Operai che si affannano per montare i blocchi di calcestruzzo mentre dai due lati le persone piangono impotenti, salgono in punta di piedi o si arrampicano per vedersi e parlarsi per l’ultima volta mentre il muro che li separerà diventa sempre più alto. A colpire oggi non è tanto la leggerezza di 25 anni fa, ma le scene del 1961, del momento più nero della guerra fredda. Il motivo è semplice: fatalmente cominciamo a dimenticare cosa significò quella separazione fisica dell’Europa e di Berlino.

Non sappiamo più, in Europa, cosa significa essere imprigionati nel proprio paese. Non sappiamo più cosa sono la paura permanente e l’obbligo di aderire al partito unico per avere un posto di lavoro qualsiasi, anche in una scuola materna. Non sappiamo più che Varsavia, Praga, Budapest e Berlino Est erano “l’altra Europa”, un’Europa dimenticata, un altro mondo che consideravamo eterno, e invece…

E invece alla fine quel mondo è cambiato, non con la forza delle armi ma grazie alla lucidità, al coraggio e alla volontà incrollabile sia dei dissidenti sia dei riformatori sovietici, eroi così diversi ma convergenti e rappresentati il 9 novembre 2014 nelle strade di Berlino da Lech Wałęsa e Michail Gorbačëv, entrambi applauditissimi ovunque.

L’elettromeccanico di Danzica, l’uomo che nel 1980 ha messo in sciopero generale la Polonia e ha creato Solidarność, il primo sindacato libero del mondo comunista, aveva ricordato al mondo che l’altra Europa era pur sempre Europa e aveva dimostrato per la prima volta che no, il comunismo non era immortale.

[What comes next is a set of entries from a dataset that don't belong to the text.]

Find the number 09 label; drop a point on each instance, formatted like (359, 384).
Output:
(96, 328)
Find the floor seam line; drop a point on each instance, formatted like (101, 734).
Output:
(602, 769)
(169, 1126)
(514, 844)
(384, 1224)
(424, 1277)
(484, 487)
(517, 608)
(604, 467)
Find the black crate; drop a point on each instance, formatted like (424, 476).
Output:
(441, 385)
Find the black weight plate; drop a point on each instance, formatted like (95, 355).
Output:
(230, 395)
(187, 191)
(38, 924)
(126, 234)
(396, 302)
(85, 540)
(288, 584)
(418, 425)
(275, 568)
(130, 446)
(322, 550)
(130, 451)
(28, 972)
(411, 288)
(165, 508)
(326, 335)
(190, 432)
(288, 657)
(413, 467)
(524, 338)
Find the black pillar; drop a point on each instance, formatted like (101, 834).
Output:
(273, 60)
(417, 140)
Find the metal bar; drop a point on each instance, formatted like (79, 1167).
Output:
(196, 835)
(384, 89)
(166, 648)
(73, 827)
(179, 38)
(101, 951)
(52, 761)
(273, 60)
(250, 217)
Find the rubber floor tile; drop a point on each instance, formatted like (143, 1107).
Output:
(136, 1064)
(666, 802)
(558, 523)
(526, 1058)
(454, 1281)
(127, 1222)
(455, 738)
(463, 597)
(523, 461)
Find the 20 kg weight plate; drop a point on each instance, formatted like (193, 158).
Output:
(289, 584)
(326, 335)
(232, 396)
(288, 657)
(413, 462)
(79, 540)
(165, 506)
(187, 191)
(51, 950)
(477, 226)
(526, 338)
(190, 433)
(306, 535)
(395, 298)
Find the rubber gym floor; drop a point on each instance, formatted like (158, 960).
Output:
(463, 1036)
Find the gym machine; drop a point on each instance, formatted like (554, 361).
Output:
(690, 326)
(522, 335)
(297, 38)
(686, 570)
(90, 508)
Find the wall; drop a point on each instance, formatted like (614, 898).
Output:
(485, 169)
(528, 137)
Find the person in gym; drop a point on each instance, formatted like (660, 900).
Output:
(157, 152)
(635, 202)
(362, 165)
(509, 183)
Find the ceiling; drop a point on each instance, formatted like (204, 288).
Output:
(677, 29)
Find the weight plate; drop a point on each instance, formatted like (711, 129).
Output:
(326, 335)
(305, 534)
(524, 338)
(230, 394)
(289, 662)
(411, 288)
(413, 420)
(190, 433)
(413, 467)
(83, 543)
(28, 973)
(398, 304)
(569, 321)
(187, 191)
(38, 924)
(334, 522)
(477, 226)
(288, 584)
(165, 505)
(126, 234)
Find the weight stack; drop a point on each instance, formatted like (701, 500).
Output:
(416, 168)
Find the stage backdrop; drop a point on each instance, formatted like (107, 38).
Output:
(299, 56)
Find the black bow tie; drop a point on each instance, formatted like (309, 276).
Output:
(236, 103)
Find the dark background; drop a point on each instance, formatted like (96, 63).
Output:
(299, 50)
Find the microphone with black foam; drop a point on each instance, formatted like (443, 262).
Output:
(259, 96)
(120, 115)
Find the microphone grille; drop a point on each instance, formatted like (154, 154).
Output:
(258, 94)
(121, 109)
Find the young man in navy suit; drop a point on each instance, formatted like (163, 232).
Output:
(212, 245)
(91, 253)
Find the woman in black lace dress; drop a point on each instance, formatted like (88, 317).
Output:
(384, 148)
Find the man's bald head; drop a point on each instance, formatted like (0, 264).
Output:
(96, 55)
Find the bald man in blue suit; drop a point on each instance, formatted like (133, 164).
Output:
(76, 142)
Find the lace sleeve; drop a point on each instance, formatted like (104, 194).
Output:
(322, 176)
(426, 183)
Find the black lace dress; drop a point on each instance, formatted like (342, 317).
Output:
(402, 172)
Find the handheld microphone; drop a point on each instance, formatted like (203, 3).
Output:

Il ruolo di Wałęsa e degli altri dissidenti è stato fondamentale, ma la svolta non sarebbe mai stata possibile senza Gorbačëv e la generazione di quadri del partito sovietico arrivati alla dirigenza all’epoca della destalinizzazione, gli stessi che sognavano in segreto un’evoluzione verso la socialdemocrazia. Se la fine della guerra fredda è stata possibile senza un conflitto armato lo dobbiamo a questi uomini che volevano la libertà per il loro paese e per tutto il blocco
sovietico.

La loro determinazione è stata incredibile, e oggi possiamo capire il vigore con cui Gorbačëv (ancora lucidissimo a 83 anni) ha denunciato gli errori dell’occidente nei confronti della Russia – a cui è stato permesso di tornare all’autoritarismo – e la mancanza di carattere e immaginazione degli attuali leader mondiali, che lasciano campo libero al caos e alle guerre, perfino in Europa.